Chua was not identified as a drug courier by a police informer or agent. The fact that the
vessel that ferried him to shore bore no resemblance to the fishing boats of the area did
not automatically mark him as in the process of perpetrating an offense. The search
cannot therefore be denominated as incidental to an arrest. To reiterate, the search was
not incidental to an arrest. There was no warrant of arrest and the warrantless arrest did
not fall under the exemptions allowed by the Rules of Court as already shown. From all
indications, the search was nothing but a fishing expedition. Casting aside the regulated
substance as evidence, the same being the fruit of a poisonous tree, the remaining
evidence on record are insufficient, feeble and ineffectual to sustain Chua’s conviction.
PEOLE vs. DE GRACIA
FACTS:
The incidents took place at the height of the coup d'etat staged by ultra-rightist
elements headed by the RAM-SFP against the Government. Starting November 30,
1989, a surveillance was conducted pursuant to an intelligence report that the Eurocar
Sales Office is an establishment being occupied by elements of the RAM-SFP as a
communication command post. On December 1, 1989, Maj. Efren Soria and his team
were conducting a surveillance of the Eurocar Sales Office wherein a crowd was then
gathered. After a while a group of 5 men disengaged themselves from the crowd and
fired their guns at the surveillance team. As a consequence, in December 5, 1989, a
searching team raided the Eurocar Sales Office. They were able to find and confiscate M-
16 ammunition, C-4 dynamites, M-shells and "molotov" bombs inside a room belonging
to a certain Col. Matillano. Also in the office of Col. Mantillano, the accused, Rolando De
Gracia was found holding a C-4 and suspiciously peeping through a door. As a result of
the raid, the team arrested de Gracia. No search warrant was secured by the raiding
team because, according to them, at that time there was so much disorder, and the
courts were closed. The group was able to confirm later that the owner of Eurocar office
is Mr. Gutierrez and that de Gracia is supposedly a "boy" therein. De Gracia was charged
in two separate informations for illegal possession of ammunition and explosives in
furtherance of rebellion, and for attempted homicide. During the arraignment, de
Gracia pleaded not guilty to both charges. However, he admitted that he is not
authorized to possess any firearms. In 1991, the trial court rendered judgment acquitting
de Gracia of attempted homicide, but found him guilty of the other. De Gracia appealed.

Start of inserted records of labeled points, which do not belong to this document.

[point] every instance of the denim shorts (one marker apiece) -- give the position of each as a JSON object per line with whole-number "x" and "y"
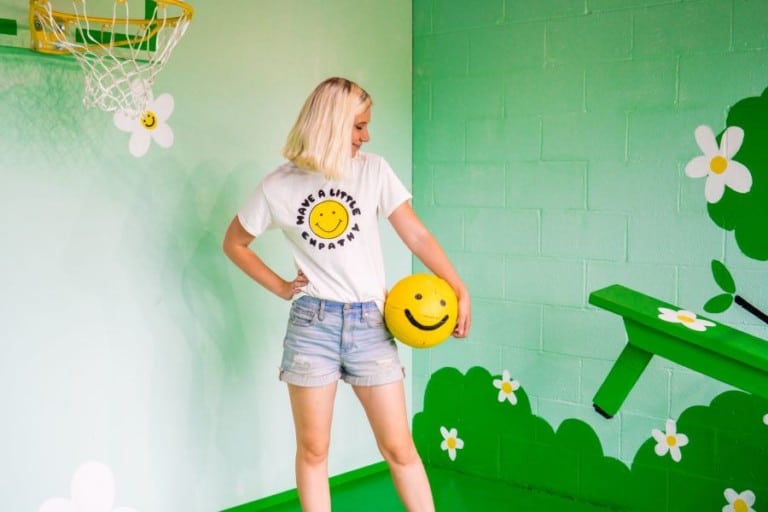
{"x": 326, "y": 341}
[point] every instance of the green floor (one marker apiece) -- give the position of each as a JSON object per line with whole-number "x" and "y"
{"x": 453, "y": 492}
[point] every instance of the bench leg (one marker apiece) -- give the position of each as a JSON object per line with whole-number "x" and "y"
{"x": 620, "y": 380}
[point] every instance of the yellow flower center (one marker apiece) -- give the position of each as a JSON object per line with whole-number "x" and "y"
{"x": 149, "y": 120}
{"x": 718, "y": 164}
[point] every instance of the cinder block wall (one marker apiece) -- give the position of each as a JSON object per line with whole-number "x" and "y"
{"x": 550, "y": 138}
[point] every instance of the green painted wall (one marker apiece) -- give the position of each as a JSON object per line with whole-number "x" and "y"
{"x": 550, "y": 139}
{"x": 127, "y": 338}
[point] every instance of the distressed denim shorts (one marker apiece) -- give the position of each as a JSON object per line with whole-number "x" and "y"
{"x": 326, "y": 341}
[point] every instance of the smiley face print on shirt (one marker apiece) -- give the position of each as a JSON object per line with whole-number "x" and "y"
{"x": 327, "y": 218}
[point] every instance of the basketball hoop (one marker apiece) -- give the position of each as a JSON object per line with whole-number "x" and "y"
{"x": 116, "y": 52}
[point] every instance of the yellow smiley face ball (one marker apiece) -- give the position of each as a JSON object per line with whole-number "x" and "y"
{"x": 421, "y": 310}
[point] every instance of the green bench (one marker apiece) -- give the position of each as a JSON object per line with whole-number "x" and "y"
{"x": 721, "y": 352}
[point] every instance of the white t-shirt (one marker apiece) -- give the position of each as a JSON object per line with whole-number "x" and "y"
{"x": 332, "y": 226}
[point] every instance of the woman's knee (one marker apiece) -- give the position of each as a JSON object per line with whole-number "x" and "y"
{"x": 312, "y": 452}
{"x": 400, "y": 452}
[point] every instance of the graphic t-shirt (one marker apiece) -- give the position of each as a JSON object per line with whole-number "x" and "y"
{"x": 332, "y": 226}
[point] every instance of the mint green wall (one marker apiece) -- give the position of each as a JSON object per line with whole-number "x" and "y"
{"x": 127, "y": 338}
{"x": 549, "y": 145}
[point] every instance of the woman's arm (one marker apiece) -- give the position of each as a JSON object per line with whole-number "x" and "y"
{"x": 425, "y": 247}
{"x": 236, "y": 247}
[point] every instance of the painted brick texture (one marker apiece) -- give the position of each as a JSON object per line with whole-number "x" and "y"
{"x": 549, "y": 144}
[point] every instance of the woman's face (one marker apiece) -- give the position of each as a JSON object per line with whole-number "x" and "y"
{"x": 360, "y": 131}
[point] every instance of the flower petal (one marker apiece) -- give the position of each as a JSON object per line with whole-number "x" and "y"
{"x": 738, "y": 177}
{"x": 705, "y": 138}
{"x": 730, "y": 142}
{"x": 139, "y": 143}
{"x": 698, "y": 167}
{"x": 163, "y": 135}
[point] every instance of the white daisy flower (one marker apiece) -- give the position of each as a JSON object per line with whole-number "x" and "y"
{"x": 739, "y": 502}
{"x": 506, "y": 388}
{"x": 451, "y": 442}
{"x": 686, "y": 318}
{"x": 93, "y": 490}
{"x": 149, "y": 125}
{"x": 716, "y": 163}
{"x": 669, "y": 441}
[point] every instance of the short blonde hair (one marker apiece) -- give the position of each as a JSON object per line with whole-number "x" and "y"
{"x": 321, "y": 137}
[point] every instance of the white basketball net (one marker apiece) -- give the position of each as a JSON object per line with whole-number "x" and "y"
{"x": 120, "y": 56}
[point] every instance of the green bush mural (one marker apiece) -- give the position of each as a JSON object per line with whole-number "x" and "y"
{"x": 735, "y": 165}
{"x": 710, "y": 458}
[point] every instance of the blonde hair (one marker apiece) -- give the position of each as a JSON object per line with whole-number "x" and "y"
{"x": 320, "y": 139}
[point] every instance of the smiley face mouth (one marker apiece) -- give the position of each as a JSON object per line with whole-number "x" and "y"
{"x": 423, "y": 327}
{"x": 149, "y": 120}
{"x": 332, "y": 230}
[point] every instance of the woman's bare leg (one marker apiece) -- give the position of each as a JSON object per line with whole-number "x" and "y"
{"x": 312, "y": 412}
{"x": 385, "y": 408}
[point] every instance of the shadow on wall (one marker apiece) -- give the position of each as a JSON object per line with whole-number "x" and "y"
{"x": 711, "y": 457}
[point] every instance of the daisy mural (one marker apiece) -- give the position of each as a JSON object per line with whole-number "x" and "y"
{"x": 451, "y": 442}
{"x": 739, "y": 502}
{"x": 686, "y": 318}
{"x": 507, "y": 388}
{"x": 669, "y": 441}
{"x": 93, "y": 490}
{"x": 149, "y": 125}
{"x": 717, "y": 165}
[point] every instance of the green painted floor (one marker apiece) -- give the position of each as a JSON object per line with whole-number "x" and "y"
{"x": 453, "y": 492}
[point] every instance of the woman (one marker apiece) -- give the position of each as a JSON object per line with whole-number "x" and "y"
{"x": 326, "y": 199}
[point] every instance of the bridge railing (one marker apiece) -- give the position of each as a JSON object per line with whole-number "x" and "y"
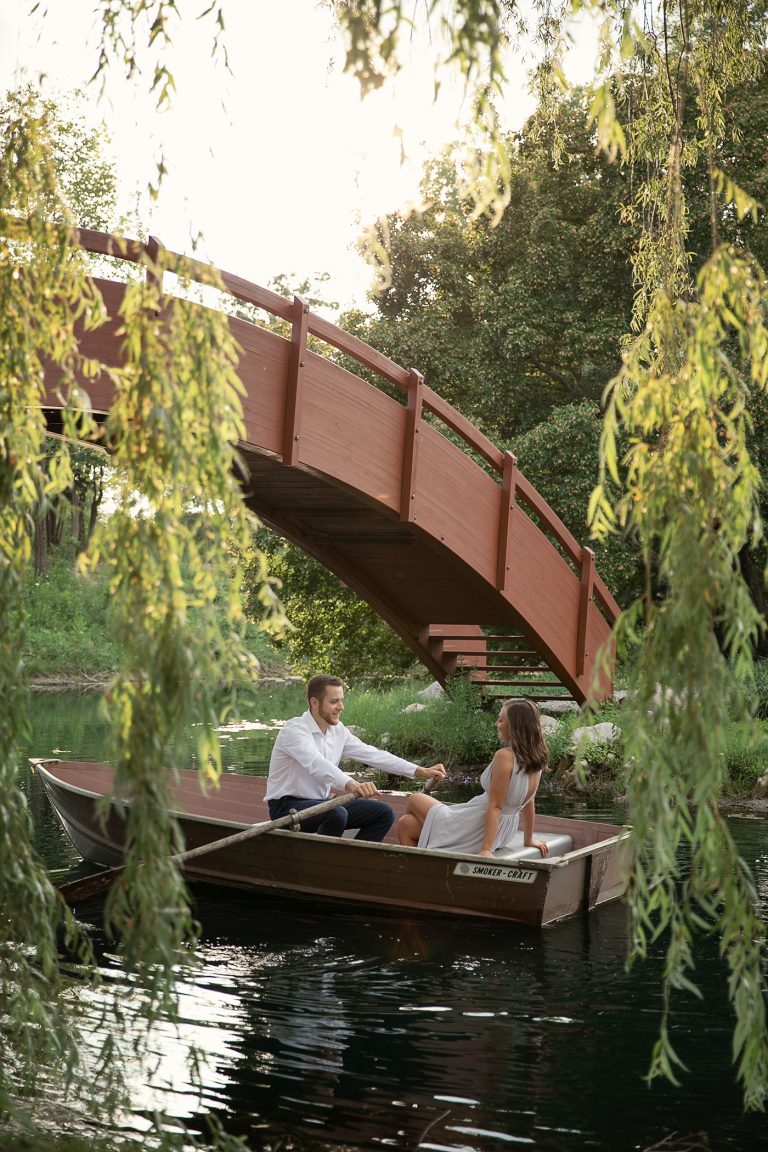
{"x": 516, "y": 489}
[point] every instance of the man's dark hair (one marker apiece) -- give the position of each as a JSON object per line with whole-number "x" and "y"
{"x": 317, "y": 686}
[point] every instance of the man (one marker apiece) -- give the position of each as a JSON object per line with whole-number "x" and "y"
{"x": 304, "y": 767}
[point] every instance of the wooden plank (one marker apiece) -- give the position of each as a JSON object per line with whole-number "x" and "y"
{"x": 585, "y": 600}
{"x": 411, "y": 440}
{"x": 295, "y": 384}
{"x": 506, "y": 512}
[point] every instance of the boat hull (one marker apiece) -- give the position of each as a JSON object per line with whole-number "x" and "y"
{"x": 386, "y": 877}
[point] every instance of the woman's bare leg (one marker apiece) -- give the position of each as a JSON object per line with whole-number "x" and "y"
{"x": 409, "y": 831}
{"x": 409, "y": 826}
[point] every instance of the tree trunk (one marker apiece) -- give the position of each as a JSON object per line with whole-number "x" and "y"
{"x": 40, "y": 543}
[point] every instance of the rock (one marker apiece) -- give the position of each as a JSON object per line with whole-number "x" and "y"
{"x": 607, "y": 733}
{"x": 432, "y": 691}
{"x": 760, "y": 789}
{"x": 570, "y": 782}
{"x": 557, "y": 707}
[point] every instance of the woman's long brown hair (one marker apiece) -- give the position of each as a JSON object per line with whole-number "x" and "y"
{"x": 525, "y": 734}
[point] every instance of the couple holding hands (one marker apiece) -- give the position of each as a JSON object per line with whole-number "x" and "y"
{"x": 304, "y": 771}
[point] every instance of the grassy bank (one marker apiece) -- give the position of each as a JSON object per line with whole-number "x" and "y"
{"x": 457, "y": 730}
{"x": 67, "y": 633}
{"x": 68, "y": 639}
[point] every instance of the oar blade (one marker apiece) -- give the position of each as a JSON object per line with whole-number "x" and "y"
{"x": 90, "y": 887}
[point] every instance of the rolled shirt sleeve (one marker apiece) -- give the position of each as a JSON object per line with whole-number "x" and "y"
{"x": 375, "y": 757}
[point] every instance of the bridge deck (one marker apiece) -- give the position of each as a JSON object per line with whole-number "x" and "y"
{"x": 443, "y": 539}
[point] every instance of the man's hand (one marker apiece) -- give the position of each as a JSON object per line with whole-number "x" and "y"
{"x": 436, "y": 772}
{"x": 362, "y": 788}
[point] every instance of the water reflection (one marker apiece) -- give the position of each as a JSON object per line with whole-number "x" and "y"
{"x": 412, "y": 1033}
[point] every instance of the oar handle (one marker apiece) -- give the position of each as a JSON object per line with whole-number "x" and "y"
{"x": 96, "y": 885}
{"x": 258, "y": 830}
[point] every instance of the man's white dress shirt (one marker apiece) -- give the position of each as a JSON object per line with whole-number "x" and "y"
{"x": 305, "y": 760}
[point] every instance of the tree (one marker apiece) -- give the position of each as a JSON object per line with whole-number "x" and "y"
{"x": 331, "y": 629}
{"x": 687, "y": 486}
{"x": 699, "y": 349}
{"x": 480, "y": 309}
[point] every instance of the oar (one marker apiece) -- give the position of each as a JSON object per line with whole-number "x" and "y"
{"x": 77, "y": 892}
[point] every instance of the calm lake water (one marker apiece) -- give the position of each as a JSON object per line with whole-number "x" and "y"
{"x": 407, "y": 1033}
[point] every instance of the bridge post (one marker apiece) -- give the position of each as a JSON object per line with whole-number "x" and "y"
{"x": 294, "y": 385}
{"x": 411, "y": 446}
{"x": 585, "y": 600}
{"x": 154, "y": 267}
{"x": 507, "y": 507}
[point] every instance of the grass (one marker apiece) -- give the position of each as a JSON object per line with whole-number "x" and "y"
{"x": 67, "y": 630}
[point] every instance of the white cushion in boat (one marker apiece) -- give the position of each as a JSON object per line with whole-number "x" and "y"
{"x": 559, "y": 843}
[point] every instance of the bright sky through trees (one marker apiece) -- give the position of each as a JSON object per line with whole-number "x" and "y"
{"x": 278, "y": 164}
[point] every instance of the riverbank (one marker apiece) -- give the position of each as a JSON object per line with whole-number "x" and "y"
{"x": 424, "y": 724}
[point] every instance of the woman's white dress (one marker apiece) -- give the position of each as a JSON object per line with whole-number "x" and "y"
{"x": 461, "y": 827}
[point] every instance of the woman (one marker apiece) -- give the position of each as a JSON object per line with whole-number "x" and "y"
{"x": 509, "y": 785}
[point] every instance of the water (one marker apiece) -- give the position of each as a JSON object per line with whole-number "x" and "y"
{"x": 369, "y": 1032}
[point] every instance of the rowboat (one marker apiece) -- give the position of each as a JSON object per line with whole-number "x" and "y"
{"x": 584, "y": 869}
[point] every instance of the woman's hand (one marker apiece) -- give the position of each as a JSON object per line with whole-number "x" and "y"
{"x": 541, "y": 844}
{"x": 436, "y": 772}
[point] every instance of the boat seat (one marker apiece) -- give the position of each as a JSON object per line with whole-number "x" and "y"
{"x": 559, "y": 843}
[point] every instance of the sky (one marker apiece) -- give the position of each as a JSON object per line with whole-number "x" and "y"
{"x": 278, "y": 164}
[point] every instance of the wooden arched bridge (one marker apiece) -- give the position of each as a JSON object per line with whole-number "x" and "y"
{"x": 442, "y": 535}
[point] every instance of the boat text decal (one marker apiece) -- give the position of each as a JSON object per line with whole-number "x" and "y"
{"x": 495, "y": 872}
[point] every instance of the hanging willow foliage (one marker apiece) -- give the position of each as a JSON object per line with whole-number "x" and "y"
{"x": 44, "y": 288}
{"x": 170, "y": 547}
{"x": 697, "y": 355}
{"x": 691, "y": 365}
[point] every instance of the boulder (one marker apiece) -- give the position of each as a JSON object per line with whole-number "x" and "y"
{"x": 760, "y": 790}
{"x": 557, "y": 707}
{"x": 549, "y": 725}
{"x": 606, "y": 733}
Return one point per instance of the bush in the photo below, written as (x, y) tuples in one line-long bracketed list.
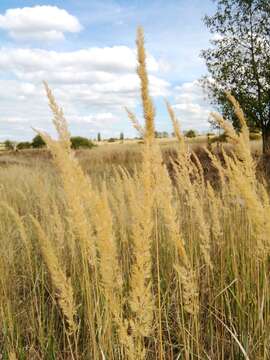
[(218, 138), (38, 142), (190, 133), (255, 136), (24, 145), (111, 140), (9, 145), (78, 142)]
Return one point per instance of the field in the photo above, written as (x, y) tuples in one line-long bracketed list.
[(144, 250)]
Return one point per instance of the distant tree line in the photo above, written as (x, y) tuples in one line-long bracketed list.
[(77, 142)]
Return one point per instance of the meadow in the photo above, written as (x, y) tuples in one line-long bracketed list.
[(135, 251)]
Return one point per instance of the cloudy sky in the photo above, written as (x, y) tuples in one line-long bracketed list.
[(85, 50)]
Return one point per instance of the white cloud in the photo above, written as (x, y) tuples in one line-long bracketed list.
[(191, 106), (93, 86), (44, 23)]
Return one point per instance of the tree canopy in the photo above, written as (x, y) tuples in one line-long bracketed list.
[(239, 60)]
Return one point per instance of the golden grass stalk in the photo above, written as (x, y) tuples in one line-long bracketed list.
[(148, 107), (135, 122), (61, 283)]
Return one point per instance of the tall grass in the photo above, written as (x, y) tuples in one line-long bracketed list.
[(141, 264)]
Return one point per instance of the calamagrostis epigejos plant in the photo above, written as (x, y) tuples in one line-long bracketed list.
[(61, 283), (142, 262)]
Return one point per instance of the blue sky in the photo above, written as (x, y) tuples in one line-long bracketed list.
[(86, 51)]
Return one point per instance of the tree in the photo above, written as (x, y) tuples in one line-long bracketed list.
[(38, 142), (78, 142), (9, 145), (239, 61), (190, 133), (24, 145)]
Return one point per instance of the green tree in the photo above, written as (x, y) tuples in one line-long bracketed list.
[(24, 145), (190, 133), (78, 142), (239, 61), (38, 142), (9, 145)]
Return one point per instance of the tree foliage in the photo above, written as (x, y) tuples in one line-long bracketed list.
[(38, 142), (239, 60), (78, 142)]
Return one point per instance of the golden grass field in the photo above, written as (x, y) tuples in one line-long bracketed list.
[(132, 251)]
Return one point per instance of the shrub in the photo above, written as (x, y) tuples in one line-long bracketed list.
[(38, 142), (24, 145), (79, 142), (255, 136), (9, 145), (190, 134)]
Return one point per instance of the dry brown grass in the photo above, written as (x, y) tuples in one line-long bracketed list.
[(119, 255)]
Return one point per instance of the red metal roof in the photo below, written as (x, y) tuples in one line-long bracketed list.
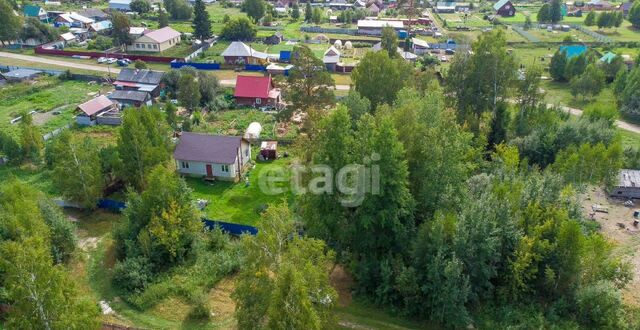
[(249, 86), (95, 105)]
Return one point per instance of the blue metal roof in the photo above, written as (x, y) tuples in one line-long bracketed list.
[(573, 50)]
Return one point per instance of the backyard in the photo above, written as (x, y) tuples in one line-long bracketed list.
[(44, 95)]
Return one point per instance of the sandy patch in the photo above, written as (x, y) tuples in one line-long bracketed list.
[(618, 226)]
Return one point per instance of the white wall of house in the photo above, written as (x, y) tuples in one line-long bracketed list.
[(146, 44), (200, 169)]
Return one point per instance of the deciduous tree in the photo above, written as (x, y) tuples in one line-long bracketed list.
[(284, 282), (310, 84), (77, 169), (379, 78)]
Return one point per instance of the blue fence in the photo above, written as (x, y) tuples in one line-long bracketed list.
[(199, 66), (250, 67), (230, 228)]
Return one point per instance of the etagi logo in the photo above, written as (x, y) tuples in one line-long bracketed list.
[(352, 182)]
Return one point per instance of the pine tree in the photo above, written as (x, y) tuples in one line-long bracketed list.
[(295, 12), (201, 23), (308, 12), (558, 65)]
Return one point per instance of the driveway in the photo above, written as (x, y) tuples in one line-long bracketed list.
[(621, 124), (67, 64)]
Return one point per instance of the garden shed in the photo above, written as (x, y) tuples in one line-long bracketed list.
[(269, 149)]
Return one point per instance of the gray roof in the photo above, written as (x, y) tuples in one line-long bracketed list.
[(207, 148), (140, 76), (129, 95)]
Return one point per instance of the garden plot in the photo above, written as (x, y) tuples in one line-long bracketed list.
[(43, 95)]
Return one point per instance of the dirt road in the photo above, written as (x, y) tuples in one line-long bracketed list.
[(102, 68), (67, 64), (621, 124)]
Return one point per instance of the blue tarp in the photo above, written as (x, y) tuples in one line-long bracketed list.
[(573, 50), (230, 228), (285, 56), (199, 66), (250, 67)]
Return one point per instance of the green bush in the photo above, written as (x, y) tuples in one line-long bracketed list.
[(132, 275)]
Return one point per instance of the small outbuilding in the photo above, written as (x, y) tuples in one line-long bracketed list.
[(89, 112), (253, 131), (628, 184), (269, 150), (504, 8), (129, 98)]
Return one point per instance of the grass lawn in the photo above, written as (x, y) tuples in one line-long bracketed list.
[(630, 139), (34, 176), (624, 33), (559, 36), (235, 122), (235, 202), (44, 95)]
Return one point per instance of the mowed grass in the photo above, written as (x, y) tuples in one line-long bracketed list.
[(238, 203), (44, 95)]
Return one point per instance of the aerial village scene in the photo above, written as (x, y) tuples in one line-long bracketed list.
[(319, 164)]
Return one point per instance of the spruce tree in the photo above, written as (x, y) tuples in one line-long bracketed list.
[(201, 22)]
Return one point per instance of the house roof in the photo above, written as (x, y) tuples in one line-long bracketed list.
[(74, 17), (409, 56), (95, 105), (207, 148), (135, 30), (420, 43), (102, 25), (240, 49), (93, 12), (162, 35), (573, 50), (123, 95), (250, 86), (331, 55), (140, 76), (31, 11), (68, 36), (499, 4), (370, 23)]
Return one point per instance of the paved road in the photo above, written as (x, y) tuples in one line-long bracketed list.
[(67, 64), (232, 82), (621, 124), (103, 68)]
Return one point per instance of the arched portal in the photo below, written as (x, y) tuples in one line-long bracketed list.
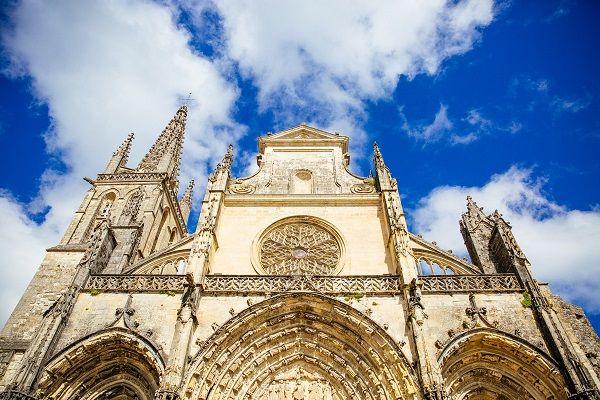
[(486, 364), (300, 346), (115, 364)]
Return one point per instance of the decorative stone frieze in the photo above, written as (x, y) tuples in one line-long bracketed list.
[(136, 283), (376, 285), (470, 283)]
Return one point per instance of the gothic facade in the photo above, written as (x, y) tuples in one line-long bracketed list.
[(301, 281)]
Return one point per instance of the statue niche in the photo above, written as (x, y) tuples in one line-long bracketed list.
[(299, 384)]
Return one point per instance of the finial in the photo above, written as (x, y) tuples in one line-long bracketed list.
[(120, 156), (125, 146), (187, 196)]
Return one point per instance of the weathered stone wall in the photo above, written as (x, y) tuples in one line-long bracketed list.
[(447, 316), (574, 317), (360, 226), (154, 316), (52, 278)]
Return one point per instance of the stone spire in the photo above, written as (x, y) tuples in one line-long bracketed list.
[(185, 204), (382, 172), (218, 179), (120, 156), (476, 229), (165, 154)]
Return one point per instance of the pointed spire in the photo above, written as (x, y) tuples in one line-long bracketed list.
[(505, 231), (165, 153), (218, 179), (187, 196), (474, 215), (382, 172), (120, 156), (185, 204)]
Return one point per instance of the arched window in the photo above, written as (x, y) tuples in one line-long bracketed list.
[(106, 205), (302, 182)]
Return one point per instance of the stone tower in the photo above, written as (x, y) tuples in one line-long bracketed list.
[(301, 281)]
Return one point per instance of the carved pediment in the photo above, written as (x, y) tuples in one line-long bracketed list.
[(303, 135)]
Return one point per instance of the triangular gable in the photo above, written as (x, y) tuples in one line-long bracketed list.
[(302, 134), (303, 131)]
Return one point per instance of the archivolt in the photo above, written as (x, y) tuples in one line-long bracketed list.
[(112, 364), (309, 332), (484, 363)]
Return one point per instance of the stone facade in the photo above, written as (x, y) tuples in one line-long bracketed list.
[(300, 282)]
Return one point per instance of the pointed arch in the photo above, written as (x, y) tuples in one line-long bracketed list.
[(107, 364), (300, 342), (485, 363)]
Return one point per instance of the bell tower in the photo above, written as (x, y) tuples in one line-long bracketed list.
[(127, 215)]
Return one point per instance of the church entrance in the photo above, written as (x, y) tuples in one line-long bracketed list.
[(300, 346)]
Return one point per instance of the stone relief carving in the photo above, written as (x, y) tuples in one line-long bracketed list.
[(362, 188), (133, 176), (381, 285), (136, 283), (299, 384), (467, 283), (239, 187), (301, 249), (249, 284)]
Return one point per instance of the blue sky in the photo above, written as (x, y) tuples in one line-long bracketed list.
[(494, 100)]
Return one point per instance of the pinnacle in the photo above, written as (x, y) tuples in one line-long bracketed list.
[(125, 146), (187, 196), (169, 142)]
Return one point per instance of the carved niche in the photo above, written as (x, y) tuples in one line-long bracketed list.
[(299, 384)]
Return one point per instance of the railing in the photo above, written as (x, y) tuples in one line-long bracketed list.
[(380, 285), (470, 283), (136, 283), (15, 395), (231, 284)]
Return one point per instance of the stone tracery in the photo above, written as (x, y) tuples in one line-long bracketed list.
[(486, 364), (299, 345), (299, 249), (109, 365)]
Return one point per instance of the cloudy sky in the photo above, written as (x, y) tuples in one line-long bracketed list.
[(494, 100)]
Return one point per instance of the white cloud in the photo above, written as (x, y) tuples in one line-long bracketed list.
[(104, 69), (326, 58), (111, 67), (433, 132), (561, 244)]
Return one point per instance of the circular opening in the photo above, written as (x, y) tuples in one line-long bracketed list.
[(303, 175), (299, 252)]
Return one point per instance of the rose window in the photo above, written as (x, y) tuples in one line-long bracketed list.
[(299, 249)]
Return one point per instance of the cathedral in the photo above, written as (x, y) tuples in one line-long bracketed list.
[(301, 281)]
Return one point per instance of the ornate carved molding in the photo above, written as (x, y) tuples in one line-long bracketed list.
[(381, 285), (132, 177), (15, 395), (136, 283), (229, 284), (470, 283)]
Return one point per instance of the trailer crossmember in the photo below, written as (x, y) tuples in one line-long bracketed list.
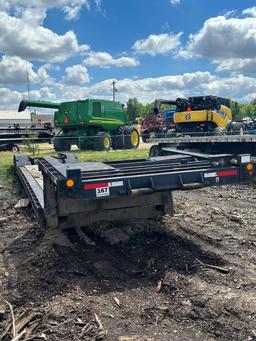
[(71, 193)]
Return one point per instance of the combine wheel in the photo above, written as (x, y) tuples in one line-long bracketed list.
[(131, 138), (220, 131), (61, 145), (118, 138), (102, 141), (234, 128), (145, 135)]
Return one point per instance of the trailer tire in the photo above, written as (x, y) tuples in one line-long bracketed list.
[(155, 151), (60, 145), (102, 141), (131, 138), (220, 131)]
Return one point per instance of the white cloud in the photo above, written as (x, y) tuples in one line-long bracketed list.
[(105, 60), (251, 12), (222, 37), (175, 2), (237, 87), (19, 38), (230, 42), (76, 74), (238, 65), (13, 71), (158, 44), (43, 75), (45, 93), (9, 98)]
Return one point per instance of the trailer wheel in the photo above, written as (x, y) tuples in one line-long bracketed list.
[(155, 151), (102, 141), (15, 148), (60, 145), (145, 135), (131, 138), (220, 131)]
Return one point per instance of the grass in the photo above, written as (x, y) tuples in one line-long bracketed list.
[(6, 158)]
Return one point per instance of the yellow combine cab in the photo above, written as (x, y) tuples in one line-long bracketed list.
[(203, 114)]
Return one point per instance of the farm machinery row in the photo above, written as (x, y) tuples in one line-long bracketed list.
[(195, 116), (89, 124)]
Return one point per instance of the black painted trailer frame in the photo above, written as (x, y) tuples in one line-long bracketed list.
[(79, 194)]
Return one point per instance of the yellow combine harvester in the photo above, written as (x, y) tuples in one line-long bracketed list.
[(201, 114)]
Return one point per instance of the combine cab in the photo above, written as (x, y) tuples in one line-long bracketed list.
[(89, 124)]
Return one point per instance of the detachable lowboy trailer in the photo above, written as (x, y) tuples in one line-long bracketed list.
[(67, 193)]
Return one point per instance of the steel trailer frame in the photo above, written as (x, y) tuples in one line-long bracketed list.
[(80, 194)]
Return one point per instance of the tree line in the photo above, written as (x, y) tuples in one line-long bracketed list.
[(136, 109)]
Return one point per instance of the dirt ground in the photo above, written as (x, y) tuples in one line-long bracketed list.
[(187, 277)]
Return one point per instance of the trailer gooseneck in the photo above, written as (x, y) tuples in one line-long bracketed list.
[(67, 193)]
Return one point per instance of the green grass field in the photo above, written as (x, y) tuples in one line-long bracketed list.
[(6, 159)]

ISSUE: Whether the military operatives made a valid search and seizure?
HELD:
Under the foregoing circumstances, the case falls under one of the exceptions to
the prohibition against a warrantless search. In the first place, the military operatives,
taking into account the facts obtained in this case, had reasonable ground to believe that
a crime was being committed. There was consequently more than sufficient probable
cause to warrant their action. Furthermore, under the situation then prevailing, the
raiding team had no opportunity to apply for and secure a search warrant from the
courts. The trial judge himself manifested that on 5 December 1989 when the raid was
conducted, his court was closed. Under such urgency and exigency of the moment, a
search warrant could lawfully be dispensed with.